Always you resort to sorting to find the k-th smallest element. And the second linear time algorithm to get the array sorted needs extra space.

What is the method you can use other than all this? Partitioning. When we do partitioning the array based on a pivot, the important output we get is that, the pivot element fits into its perfect position where it will be present in a sorted array. This happens for every pivot selection!! :)

  This behaviour is really wonderful and can be used to get the k-th smallest element as well. But the observation is that, its not possible to get the final position of the pivot equal to a given value k. We need to do some iterations and select random pivots so that we get the pivot in our required position k. But by doing fewer iterations to find k is what really important here. Otherwise, we are again doing sorting. :)

Concept

   Selecting random pivots? What does that mean? We have learned partition algorithms with a fixed pivot (the end element). How to randomize it? and how we can we guarantee that we can still get the k-th smallest element in O(n). Moreover, if we get the final pivot position equal to k at first attempt, we are very lucky!! :) definitely O(n).

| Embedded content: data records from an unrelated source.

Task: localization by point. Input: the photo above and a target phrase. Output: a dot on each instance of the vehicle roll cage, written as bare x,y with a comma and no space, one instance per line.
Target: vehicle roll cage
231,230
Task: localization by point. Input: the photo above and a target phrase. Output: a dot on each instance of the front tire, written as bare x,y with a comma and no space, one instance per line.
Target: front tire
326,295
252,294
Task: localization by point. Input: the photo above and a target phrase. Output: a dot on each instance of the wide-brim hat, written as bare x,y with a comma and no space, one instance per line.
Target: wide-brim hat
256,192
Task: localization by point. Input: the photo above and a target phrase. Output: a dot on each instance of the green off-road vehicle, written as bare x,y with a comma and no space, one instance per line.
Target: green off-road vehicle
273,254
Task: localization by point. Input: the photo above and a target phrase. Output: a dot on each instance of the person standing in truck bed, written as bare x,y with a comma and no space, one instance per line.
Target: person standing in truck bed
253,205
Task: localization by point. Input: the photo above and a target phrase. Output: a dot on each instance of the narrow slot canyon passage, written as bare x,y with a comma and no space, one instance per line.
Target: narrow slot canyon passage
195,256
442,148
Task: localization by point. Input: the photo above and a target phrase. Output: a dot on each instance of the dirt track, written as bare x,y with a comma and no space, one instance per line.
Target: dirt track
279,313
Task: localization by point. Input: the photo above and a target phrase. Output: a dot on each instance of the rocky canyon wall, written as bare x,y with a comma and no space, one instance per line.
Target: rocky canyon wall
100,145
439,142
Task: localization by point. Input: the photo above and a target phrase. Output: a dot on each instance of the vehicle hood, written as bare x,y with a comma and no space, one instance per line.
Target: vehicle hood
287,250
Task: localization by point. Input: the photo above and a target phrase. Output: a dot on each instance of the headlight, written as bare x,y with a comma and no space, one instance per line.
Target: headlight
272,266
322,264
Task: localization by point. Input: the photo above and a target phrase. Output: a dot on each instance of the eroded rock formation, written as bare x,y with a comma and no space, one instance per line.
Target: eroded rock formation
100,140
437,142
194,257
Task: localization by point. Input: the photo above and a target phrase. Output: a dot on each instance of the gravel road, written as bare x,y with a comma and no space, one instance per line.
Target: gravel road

   There are many tricks with random partitioning of an array. Even this is used in randomly balanced binary trees. Remember the relation between quick sort & binary search tree ? :)

    So, lets see first, how the random partitioning works. It’s just simple as generating a random pivot index and move it as the end element. Then, apply the normal partition algorithm we were doing already!!

    But, what you get out of such a partition is wonderful!!.. If you are lucky

  • you get the k-th smallest or largest element
  • you get a perfectly balanced tree
  • you can avoid worst case O(n^2) in quick sort even if the array is sorted..

Mostly, it depends on the luck factor!! :) That’s the reason why, we use expectations to analyse these algorithms. The partitioning is the basic example to explain expectation based asymptotic notations. We avoid the log n extra performance delay in quick sort to select k-th element without sorting.

Code

int random_partition(int* arr, int size)
{
    srand(time(NULL));
    int pivotIdx = rand() % size;
    int pivot = arr[pivotIdx];
    int i=-1;
    int j=0;
    swap(arr[pivotIdx], arr[size-1]); // move pivot element to the end
    pivotIdx = size-1;
 
    while(j < size)
    {
        if(arr[j] <= pivot)
        {
            i = i+1;
            swap(arr[i], arr[j]);
        }
        j++;
    }
 
    swap(arr[i+1], arr[pivotIdx]);
    return i+1;
}
 
void main()
{
    int A[] = {2,5,7,1,10,8,9};
    int loc = random_partition(A, 7);
}
  • the loc you get is nothing but k. It gives a random k every time you execute the algorithm.
  • Usually, applications need a perfect k.. :) that’s where randomized selection algorithm comes into picture.